You saw earlier that it's necessary when starting any of the three viewers to type p on the command line followed by the name of a file in order to save records once that the viewer is running. I've also provided a Java runtime that should do the same thing when a .bat file's icon is double-clicked, or when the appropriate command is entered.

Each viewer can not only save records to a file, but can also print them to paper or to PDF; to do either, however, the records must first be saved.

To save one or more records, keyboard shortcuts (not the Saved records menu) are used.

The shortcut that saves the record currently being viewed is CTRL + \. To look at the file to which the record has been saved, one can use the Saved records menu. To modify the file prior to or after viewing it, you need to open it in a different application: the viewer can append data to it, but cannot edit it.

Adding records to a file one at a time by using CTRL + \ is prudent, but it might not be convenient if you've done as we were doing earlier and searched with a view to finding as many records as matched. We'll return to our previous example.

Where we left our viewer, the topmost drop-down box was populated with 89 matching records.

Above, I've changed the regular expression .*Bauman, Zygmunt.* to .*[\u204C\u204D] Bauman, Zygmunt.* (which is equivalent to .*[⁌⁍] Bauman, Zygmunt.*). Pressing CTRL + I indicates that 79 out of the 89 records in the drop-down box match .*[\u204C\u204D] Bauman, Zygmunt.*. The old regular expression looked for Bauman, Zygmunt anywhere in a given record, whereas the new one specifies that the name need occur in either the dcterms:contributor or dcterms:creator field.
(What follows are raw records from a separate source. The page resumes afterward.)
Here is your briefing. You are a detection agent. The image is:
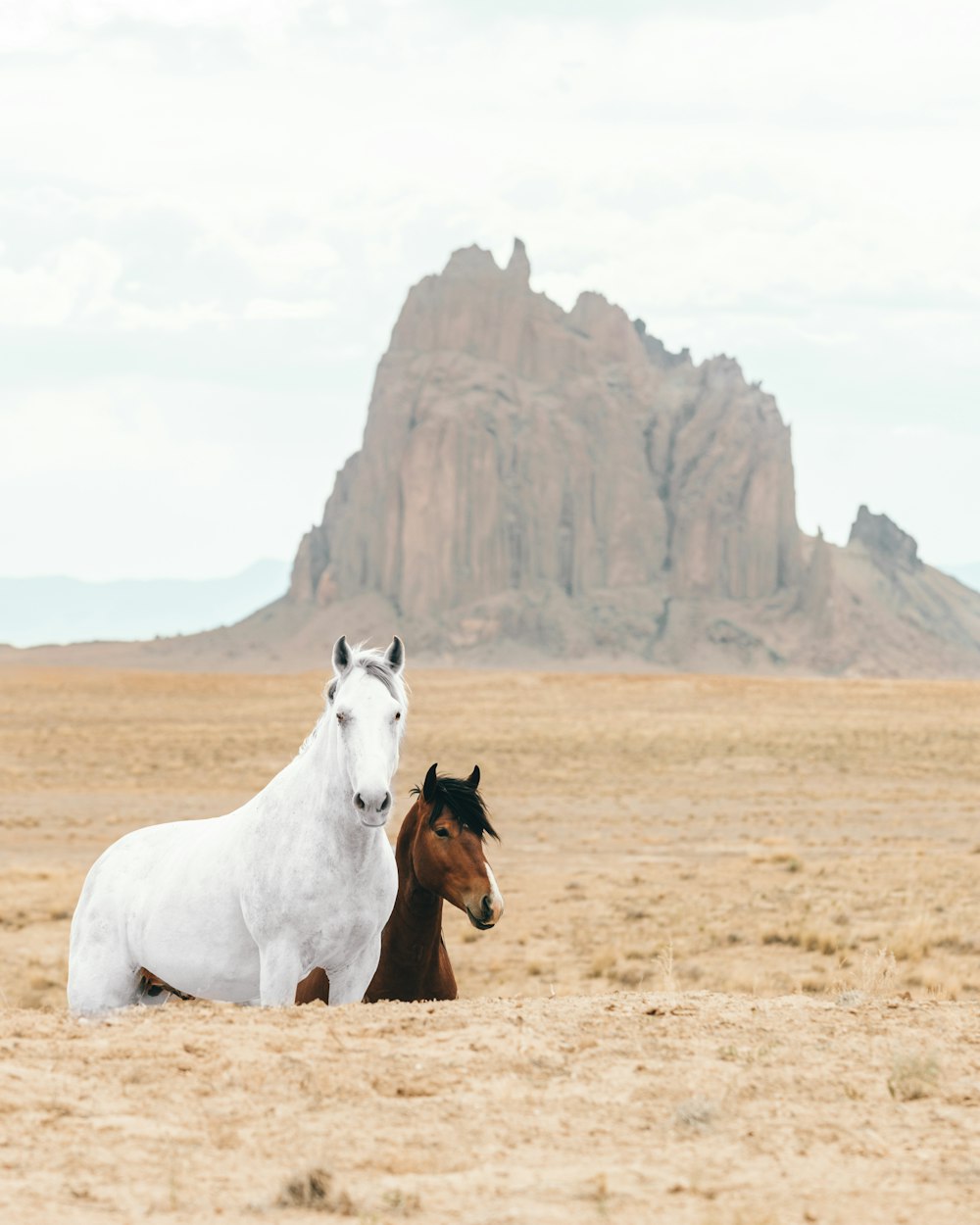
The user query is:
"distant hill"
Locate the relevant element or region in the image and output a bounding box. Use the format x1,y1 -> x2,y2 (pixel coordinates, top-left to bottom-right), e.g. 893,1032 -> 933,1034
8,240 -> 980,676
0,559 -> 289,647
Where saving the records to look at later is concerned, the alternatives available here are to save all 89 records, save only the 79 that match the regular expression entered in the text input area, or save only those that do not match the regular expression in the text input area.
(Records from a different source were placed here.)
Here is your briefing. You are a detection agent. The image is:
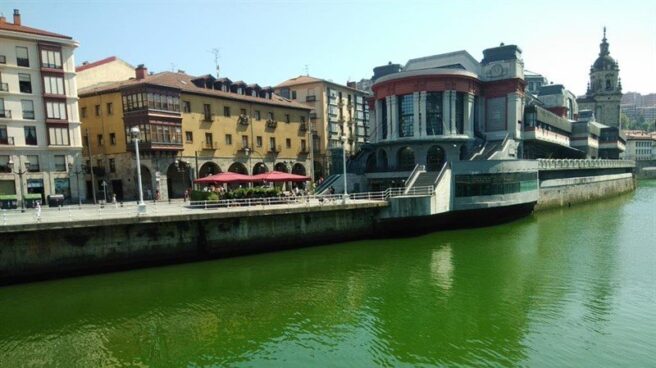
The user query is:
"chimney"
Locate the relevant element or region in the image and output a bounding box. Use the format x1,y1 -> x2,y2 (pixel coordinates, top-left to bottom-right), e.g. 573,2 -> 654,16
14,9 -> 20,26
134,64 -> 148,79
Pressing CTRL + ] will save all 89 records. CTRL + ] obviously needs to be used with care: you saw before that the number of records dated 2014 amounted to well over 100,000, and although the footprint on the disc or other storage device might not be that bad, reviewing that many records by means of the Saved records menu would prove touch and go at best (a tabbed view remains an option, but could take really long).

Pressing CTRL + [ will only save the 79 records that match .*[\u204C\u204D] Bauman, Zygmunt.*, the regular expression currently in the text input area.

Those that don't match could be saved instead by pressing CTRL + /.

In the scenario we find, pressing CTRL + ] will do the same thing as pressing CTRL + [ followed by CTRL + /.

Printing records

The Saved records menu is principally for viewing the file containing your saved records, or for printing it. Depending on what you choose, it either shows the contents of the entire file, or breaks it up into tabs holding 100 records each. There is a menu option that can be used to write ("spin off") either the currently viewed tab or the file in the state one's currently viewing it to a separate file.

Once that a means of viewing the file has been chosen, an Actions menu is available and the file can be sent to a printer or saved to PDF.

The PDF file that is produced is not the type that consists of a series of raster images useful only for printing or viewing. It is searchable, and text can be copied from it and pasted into other applications.

I hope that each viewer, once that it is used, will help demonstrate the breadth of the bibliographic records that the Library has so generously shared with one and all.